Jodi Picoult, one of my favorite writers of all time, also writes about diseases, incorporating them into plot via characters, young adult age. Although as an adult I am glued to her books, they are catalogued in the YA sections of libraries. She touches on heart disease, cancer, Asperger’s Syndrome, and life support, among a few.
More than 12 books have been written by Elizabeth Berg, who held a career as a cancer nurse before turning to writing full time. My favorite one of her books is “Range of Motion,” where an icicle falls from a city high rise and hits a young husband and father in the head, thereby plunging him into several months’ coma. The possibility of this occurring to anyone is about 100 to 1, and yet it did happen in real life, as Jodi and Elizabeth use real incidents from the news to turn them into “what if” fiction.
I’ve read all the Candice Bushnell series but liked “Lipstick Jungle” the best. It’s a book you can leave and come back to repeatedly, never losing plot or names of characters during your absence. I enjoy pretending I know those wealthy pretentious residents of New York. And their nannies. As well as the nursery admissions directors’ minds from having myself worked at a prestigious private school in Maryland.
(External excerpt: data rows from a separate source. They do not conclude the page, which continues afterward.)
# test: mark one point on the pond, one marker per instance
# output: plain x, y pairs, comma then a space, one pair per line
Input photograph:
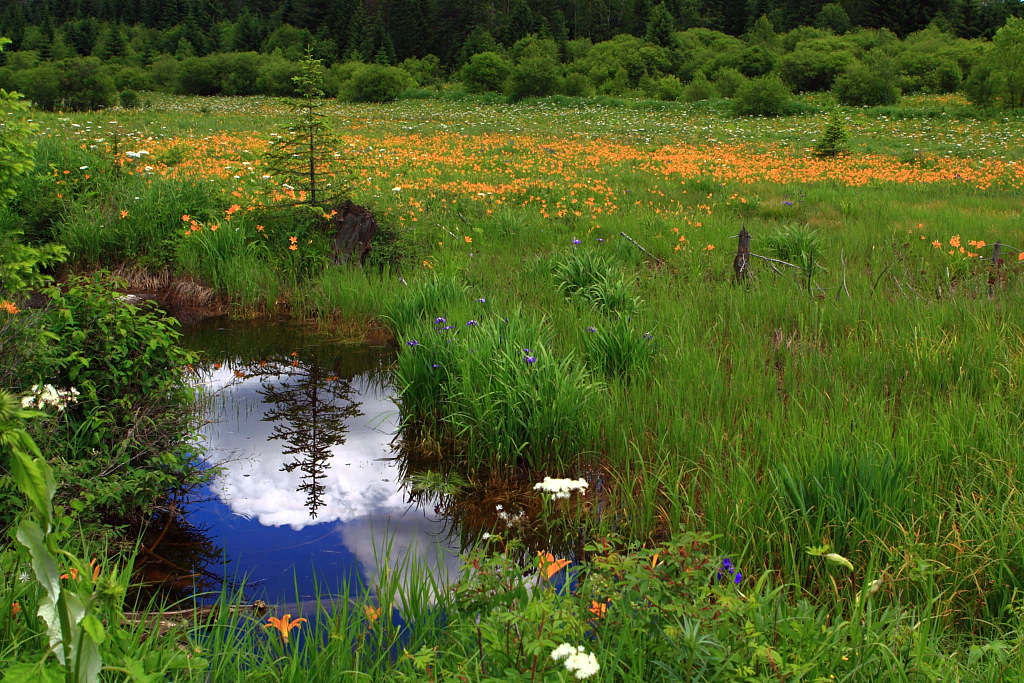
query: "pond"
307, 494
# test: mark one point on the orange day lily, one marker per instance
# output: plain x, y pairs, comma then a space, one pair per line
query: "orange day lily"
284, 625
550, 565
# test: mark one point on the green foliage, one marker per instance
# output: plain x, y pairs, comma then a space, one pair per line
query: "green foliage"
534, 77
699, 88
485, 72
303, 157
376, 83
77, 84
134, 412
998, 78
814, 65
766, 95
861, 85
834, 140
617, 348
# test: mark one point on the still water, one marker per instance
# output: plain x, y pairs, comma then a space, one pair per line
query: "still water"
307, 489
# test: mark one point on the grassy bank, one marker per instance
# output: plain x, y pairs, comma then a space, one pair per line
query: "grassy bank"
862, 398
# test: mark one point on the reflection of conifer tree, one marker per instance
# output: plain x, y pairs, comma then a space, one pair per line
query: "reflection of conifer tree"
310, 408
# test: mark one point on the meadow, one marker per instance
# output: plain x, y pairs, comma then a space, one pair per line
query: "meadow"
844, 425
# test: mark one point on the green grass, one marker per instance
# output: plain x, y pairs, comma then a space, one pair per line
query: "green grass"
873, 408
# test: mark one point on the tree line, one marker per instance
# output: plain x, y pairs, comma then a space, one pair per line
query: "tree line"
390, 31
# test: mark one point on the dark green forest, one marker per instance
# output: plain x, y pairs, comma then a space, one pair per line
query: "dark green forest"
394, 30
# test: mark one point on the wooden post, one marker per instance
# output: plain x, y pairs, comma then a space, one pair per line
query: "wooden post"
741, 262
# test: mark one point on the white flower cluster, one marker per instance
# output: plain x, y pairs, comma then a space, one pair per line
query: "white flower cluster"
42, 396
561, 487
510, 518
578, 660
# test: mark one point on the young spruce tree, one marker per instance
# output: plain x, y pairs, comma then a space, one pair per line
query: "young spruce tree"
303, 159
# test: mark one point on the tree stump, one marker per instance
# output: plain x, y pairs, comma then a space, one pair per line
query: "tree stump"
354, 228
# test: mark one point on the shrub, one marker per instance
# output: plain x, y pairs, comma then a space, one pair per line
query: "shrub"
200, 76
129, 99
485, 72
815, 67
376, 83
699, 88
535, 77
767, 95
77, 84
727, 81
834, 141
667, 88
860, 85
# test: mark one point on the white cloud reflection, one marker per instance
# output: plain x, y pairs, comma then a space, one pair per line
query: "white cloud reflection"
361, 494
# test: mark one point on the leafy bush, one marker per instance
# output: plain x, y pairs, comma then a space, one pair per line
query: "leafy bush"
766, 95
814, 66
535, 77
727, 81
860, 85
78, 84
699, 88
667, 88
485, 72
376, 83
834, 141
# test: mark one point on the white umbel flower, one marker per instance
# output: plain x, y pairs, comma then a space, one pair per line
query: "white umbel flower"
559, 488
578, 660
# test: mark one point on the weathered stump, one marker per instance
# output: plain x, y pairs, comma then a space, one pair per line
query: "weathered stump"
354, 228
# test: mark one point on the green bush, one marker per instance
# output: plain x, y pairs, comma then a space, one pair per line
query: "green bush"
727, 81
860, 85
376, 83
77, 84
767, 95
535, 77
814, 66
667, 88
485, 72
699, 88
129, 99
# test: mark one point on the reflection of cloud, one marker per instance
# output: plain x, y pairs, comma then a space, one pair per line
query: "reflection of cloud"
357, 482
399, 540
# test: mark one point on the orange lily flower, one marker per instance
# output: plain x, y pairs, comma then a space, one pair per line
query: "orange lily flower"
284, 625
550, 565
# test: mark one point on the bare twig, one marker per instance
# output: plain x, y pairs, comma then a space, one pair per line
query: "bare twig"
638, 246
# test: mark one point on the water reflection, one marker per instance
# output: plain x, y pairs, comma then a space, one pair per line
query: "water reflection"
307, 493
I plunged myself into the Civil War with “Never Home” by Laird Hunt. I was disappointed. To me, it was just a story, nothing special. Trick ending, done before. Read the most recent Lolly Winston, “Happiness Sold Separately.” She isn’t a Donna Tartt but Lolly Winston allows tired eyes to absorb her stories simply and refreshingly. Speaking of Donna Tartt, all her books are too long. I wanted to remove the snake charmer from “The Little Friend” because it really wasn’t needed in the story. Most people stopped there and threw the book away. “The Secret History” was the most boring time I’ve read besides Moby Dick. And, “The Goldfinch” was just not plausible. To live with a father in the middle of nowhere and have just one friend, whose drug abuse borders on addiction? Enough, already Donna! Was “The Goldfinch” autobiographical? You can’t help but wonder.
And then there are the books I still want to finish, but haven’t.
“Oogie” about a severely abused Pit Bull who is given a second change at life by being a rescue dog.
“The Storied Life of A.J. Fikry” lured me in because of its cover. Lesson to me – don’t judge a book by its cover!
“One Good Dog”, similar theme.
“Witness in Our Time, Vol. 2”
“Sparta” about a soldier returned from war – it was like reading my already crafted novel with the same first three chapters. How overwhelmed the young man was, how every surprise sound made him hit the deck, how easy it was to reach for the faucet, how cold water could get. Good God, it had taken me three months of writing every night to create those chapters, and yet it was already in print!
“Primates of Park Avenue”, great title for the haves versus the have nots of NYC.
Oh, so many to list!
But I’m not just sitting around. In July, I won Honorable Mention for the novel I’m writing in the Houston House Writer’s Contest. I’d forgotten I’d entered that competition, so it was a real surprise I’d won. Right now, sitting on my computer are three stories for other contests. But Honorable Mention, to me, is so much better than First Prize. At least now I know that my novel is good, just needs more work. “The Help” was sent out 69 times before Kathryn Stockton got a bite. J.K. Rawlings books were considered too scary for young children. And, one of my closest friend’s brother wrote 3 novels that never got any recognition from anyone other than his own siblings.